Yu Qunfei, Ren Ying, Wang Zhan, Xu Guoping, Ma Yaojing, Ye Feifei
Nursing Department, The Second Affiliated Hospital, Zhejiang University School of Medicine, Hangzhou, Zhejiang, China.
Clin Spine Surg. 2025 Apr 1;38(3):E181-E185. doi: 10.1097/BSD.0000000000001696. Epub 2024 Sep 10.
Retrospective study.
This study aims to investigate the effect of cervical brace utilization on postoperative axial symptoms in patients undergoing single-segment anterior cervical discectomy and fusion (ACDF).
Anterior cervical discectomy and fusion (ACDF) is the most commonly used surgical method in the treatment of cervical spondylosis. For patients with single-segment ACDF. The absence of a neck brace after surgery is safe and does not affect the outcome of surgery. However, the effect on the incidence of AS is unclear.
Patients who underwent anterior cervical single-segment ACDF between May 2020 and August 2021 were retrospectively analyzed. Participants were divided into brace group and nonbraced groups. The incidence of axial symptoms, cervical mobility, and postoperative quality of life were then compared between the 2 groups.
A total of 121 patients were included in this study: 62 in the brace group and 59 in the nonbraced group. There were no statistically significant variations observed in the overall demographic characteristics, including age, sex, body mass index, smoking status, and disease duration. The study findings showed that there was a significant decrease in the occurrence of axial symptoms among patients in nonbraced group, in addition to a considerable increase in cervical mobility 1 month following the surgery.

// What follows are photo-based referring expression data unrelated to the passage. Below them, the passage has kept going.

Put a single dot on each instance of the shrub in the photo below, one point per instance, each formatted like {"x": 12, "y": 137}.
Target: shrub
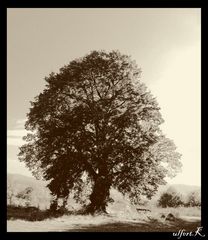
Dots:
{"x": 170, "y": 200}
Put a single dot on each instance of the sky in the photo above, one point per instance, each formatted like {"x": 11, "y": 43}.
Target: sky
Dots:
{"x": 166, "y": 44}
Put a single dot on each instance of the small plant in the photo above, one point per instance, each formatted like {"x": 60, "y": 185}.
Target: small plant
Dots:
{"x": 170, "y": 200}
{"x": 26, "y": 196}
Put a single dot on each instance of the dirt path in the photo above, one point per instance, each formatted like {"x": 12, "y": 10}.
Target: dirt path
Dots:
{"x": 151, "y": 226}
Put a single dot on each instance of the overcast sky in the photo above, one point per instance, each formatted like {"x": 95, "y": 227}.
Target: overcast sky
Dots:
{"x": 166, "y": 44}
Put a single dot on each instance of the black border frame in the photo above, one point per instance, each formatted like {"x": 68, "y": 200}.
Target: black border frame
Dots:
{"x": 4, "y": 4}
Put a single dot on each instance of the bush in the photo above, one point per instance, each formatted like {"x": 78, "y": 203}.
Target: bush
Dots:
{"x": 194, "y": 200}
{"x": 170, "y": 200}
{"x": 31, "y": 213}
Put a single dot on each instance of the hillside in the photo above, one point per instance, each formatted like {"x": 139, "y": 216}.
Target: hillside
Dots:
{"x": 41, "y": 194}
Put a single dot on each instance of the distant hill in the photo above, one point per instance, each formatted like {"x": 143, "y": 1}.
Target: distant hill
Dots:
{"x": 41, "y": 194}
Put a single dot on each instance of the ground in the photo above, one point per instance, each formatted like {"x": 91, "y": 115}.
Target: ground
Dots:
{"x": 104, "y": 223}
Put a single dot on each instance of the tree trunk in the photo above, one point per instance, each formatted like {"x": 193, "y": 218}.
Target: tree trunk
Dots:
{"x": 99, "y": 197}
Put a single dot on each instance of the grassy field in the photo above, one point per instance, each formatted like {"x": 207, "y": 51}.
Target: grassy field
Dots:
{"x": 32, "y": 220}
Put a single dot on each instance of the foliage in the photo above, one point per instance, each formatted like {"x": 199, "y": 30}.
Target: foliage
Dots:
{"x": 194, "y": 199}
{"x": 170, "y": 200}
{"x": 26, "y": 195}
{"x": 96, "y": 118}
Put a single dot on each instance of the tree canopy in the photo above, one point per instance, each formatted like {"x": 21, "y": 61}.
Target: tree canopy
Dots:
{"x": 95, "y": 124}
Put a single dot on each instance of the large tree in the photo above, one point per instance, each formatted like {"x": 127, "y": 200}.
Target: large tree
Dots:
{"x": 96, "y": 124}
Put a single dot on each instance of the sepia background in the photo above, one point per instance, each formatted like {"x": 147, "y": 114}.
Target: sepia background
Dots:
{"x": 165, "y": 43}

The omission of a cervical brace following surgery in patients undergoing single-segment ACDF reduced the incidence of early postoperative axial symptoms, improved their overall quality of life, and facilitated the recovery of postoperative cervical mobility.
回顾性研究。
本研究旨在探讨颈椎支具应用对单节段颈椎前路椎间盘切除融合术(ACDF)患者术后轴性症状的影响。
颈椎前路椎间盘切除融合术(ACDF)是治疗颈椎病最常用的手术方法。对于单节段ACDF患者,术后不使用颈托是安全的,且不影响手术效果。然而,其对轴性症状发生率的影响尚不清楚。
回顾性分析2020年5月至2021年8月期间接受单节段颈椎前路ACDF手术的患者。参与者分为支具组和非支具组。然后比较两组患者的轴性症状发生率、颈椎活动度和术后生活质量。
本研究共纳入121例患者:支具组62例,非支具组59例。在包括年龄、性别、体重指数、吸烟状况和病程等总体人口统计学特征方面,未观察到统计学上的显著差异。研究结果表明,非支具组患者的轴性症状发生率显著降低,此外,术后1个月颈椎活动度也有相当大的增加。
单节段ACDF患者术后不使用颈椎支具可降低术后早期轴性症状的发生率,改善其总体生活质量,并促进术后颈椎活动度的恢复。